Si l’IA et le médecin ont des avis divergents, ce dernier doit-il informer le patient de cette divergence d’avis ? Le patient a-t-il le droit de décider de faire confiance uniquement à l’IA et d’aller à l’encontre de l’avis du médecin ? Le recours à l’IA doit-il être systématique et obligatoire ? Faut-il en informer chaque fois les patients de son utilisation ? Les patients tolèrent-ils plus une erreur de l’IA ou d’un humain ?
Les avocats se retrouvent confrontés à ces enjeux aujourd’hui. Les textes réglementaires actuels n’offrent pas un cadre juridique suffisant face aux évolutions de la robotique mais il est recommandé d’en informer le patient à l’oral et à l’écrit sur le compte-rendu.
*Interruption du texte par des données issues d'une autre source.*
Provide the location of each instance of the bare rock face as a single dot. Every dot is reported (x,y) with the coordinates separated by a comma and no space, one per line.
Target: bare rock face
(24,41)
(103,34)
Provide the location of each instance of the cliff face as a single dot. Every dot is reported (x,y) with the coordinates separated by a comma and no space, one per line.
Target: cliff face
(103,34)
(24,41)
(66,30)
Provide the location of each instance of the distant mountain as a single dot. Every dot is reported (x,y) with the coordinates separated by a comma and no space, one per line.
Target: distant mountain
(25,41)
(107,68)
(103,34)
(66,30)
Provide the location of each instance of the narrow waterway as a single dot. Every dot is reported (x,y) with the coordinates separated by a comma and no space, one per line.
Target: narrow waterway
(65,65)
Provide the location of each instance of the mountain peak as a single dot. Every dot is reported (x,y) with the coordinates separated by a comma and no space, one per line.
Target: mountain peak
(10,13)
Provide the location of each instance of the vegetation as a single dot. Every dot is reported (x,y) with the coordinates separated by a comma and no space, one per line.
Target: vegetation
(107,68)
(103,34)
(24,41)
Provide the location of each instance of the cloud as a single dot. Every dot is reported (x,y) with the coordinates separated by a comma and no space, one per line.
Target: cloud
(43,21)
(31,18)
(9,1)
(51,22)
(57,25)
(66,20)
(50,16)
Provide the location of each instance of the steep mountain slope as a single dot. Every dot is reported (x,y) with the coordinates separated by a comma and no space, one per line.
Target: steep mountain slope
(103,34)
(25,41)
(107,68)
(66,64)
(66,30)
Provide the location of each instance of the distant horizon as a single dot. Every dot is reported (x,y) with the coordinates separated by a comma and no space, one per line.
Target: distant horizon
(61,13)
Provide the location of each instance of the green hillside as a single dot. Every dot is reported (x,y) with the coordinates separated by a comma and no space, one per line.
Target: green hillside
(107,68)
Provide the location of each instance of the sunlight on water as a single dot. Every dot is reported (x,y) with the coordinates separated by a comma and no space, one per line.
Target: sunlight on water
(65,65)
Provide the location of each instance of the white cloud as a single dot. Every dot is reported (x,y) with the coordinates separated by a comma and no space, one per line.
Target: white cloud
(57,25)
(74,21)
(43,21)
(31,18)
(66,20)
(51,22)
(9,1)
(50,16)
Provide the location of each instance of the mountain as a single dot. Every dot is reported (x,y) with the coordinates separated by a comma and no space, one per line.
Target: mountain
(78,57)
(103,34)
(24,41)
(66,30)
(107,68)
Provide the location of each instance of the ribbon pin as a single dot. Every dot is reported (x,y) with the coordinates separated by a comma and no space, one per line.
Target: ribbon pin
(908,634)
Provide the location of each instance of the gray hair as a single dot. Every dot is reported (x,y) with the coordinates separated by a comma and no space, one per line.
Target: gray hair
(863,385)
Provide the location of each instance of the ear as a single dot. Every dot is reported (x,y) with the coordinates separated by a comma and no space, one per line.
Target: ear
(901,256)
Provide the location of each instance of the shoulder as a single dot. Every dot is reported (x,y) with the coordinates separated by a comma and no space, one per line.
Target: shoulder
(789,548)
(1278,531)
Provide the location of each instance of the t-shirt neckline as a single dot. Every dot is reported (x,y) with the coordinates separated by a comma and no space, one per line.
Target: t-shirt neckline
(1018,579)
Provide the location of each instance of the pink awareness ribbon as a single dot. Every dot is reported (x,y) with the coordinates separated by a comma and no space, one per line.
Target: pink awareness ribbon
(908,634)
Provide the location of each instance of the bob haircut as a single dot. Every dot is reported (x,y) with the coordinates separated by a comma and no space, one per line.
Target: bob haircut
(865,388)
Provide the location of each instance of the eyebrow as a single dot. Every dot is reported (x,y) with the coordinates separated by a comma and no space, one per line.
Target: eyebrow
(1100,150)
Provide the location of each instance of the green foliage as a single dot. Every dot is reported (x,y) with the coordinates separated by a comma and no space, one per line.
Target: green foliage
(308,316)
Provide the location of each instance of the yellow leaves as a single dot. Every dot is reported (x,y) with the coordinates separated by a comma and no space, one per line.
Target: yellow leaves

La CNIL, dans la réglementation de l’IA pour les patients
La Commission nationale de l’informatique et des libertés (CNIL) recommande fortement d’informer préalablement le patient de l’utilisation de l’IA dans le processus du diagnostic pour respecter le droit d’information du patient et de son consentement. « Toute personne a ainsi le droit de s’opposer à certains traitements automatisés lorsque ceux-ci n’intègrent pas une intervention humaine dans le processus de décision », indique la CNIL dans un communiqué publié en mars 2022 [7]. L’IA comporte une marge d’erreur qui n’engage pas la responsabilité du praticien ou du fournisseur, cependant la prise de décision médicale n’est pas censée se fonder exclusivement sur l’IA. Le praticien dispose d’une liberté de choix de prescription, reste responsable de sa décision, et ne peut pas s’en défaire en reportant la faute sur l’IA. De plus, pour élaborer son diagnostic, le médecin « doit s’aider dans toute la mesure du possible des méthodes scientifiques les mieux adaptées », selon l’article R.4127-33 du Code de la santé publique. Dès lors que l’utilisation d’un système d’IA est suffisamment courante, reconnue, et recommandée par le milieu médical, le fait de ne pas y avoir recours, alors qu’un dommage aurait pu être évité, pourrait engager la responsabilité du praticien. Aussi, si une IA générative présente un défaut à la conformité suite à une modification qu’elle a elle-même effectuée, le fournisseur reste responsable, indique l’article 1245-10 du Code civil. [8]
Conclusion
Un cadre est nécessaire pour assurer la protection des données des patients et de l’usage de l’IA dans leur parcours de soin. Les fabricants se doivent de développer un système d’IA éthique, transparent, réglementé, et surveillé. Aussi, tous les utilisateurs doivent se former à son utilisation et en connaître ses limites. Il est aussi important d’informer les patients des implications de l’IA dans leur processus de diagnostic aussi bien pour respecter leur consentement que pour les rendre acteur de leur santé. Cette transparence devient cruciale et permet aux patients de comprendre le rôle de ces technologies dans l’imagerie médicale. Il est donc important d’imposer des règles de bon usage de l’IA, tout en encourageant le développement de ces technologies. Par ailleurs, les réglementations vont devoir s’adapter et évoluer au gré des innovations.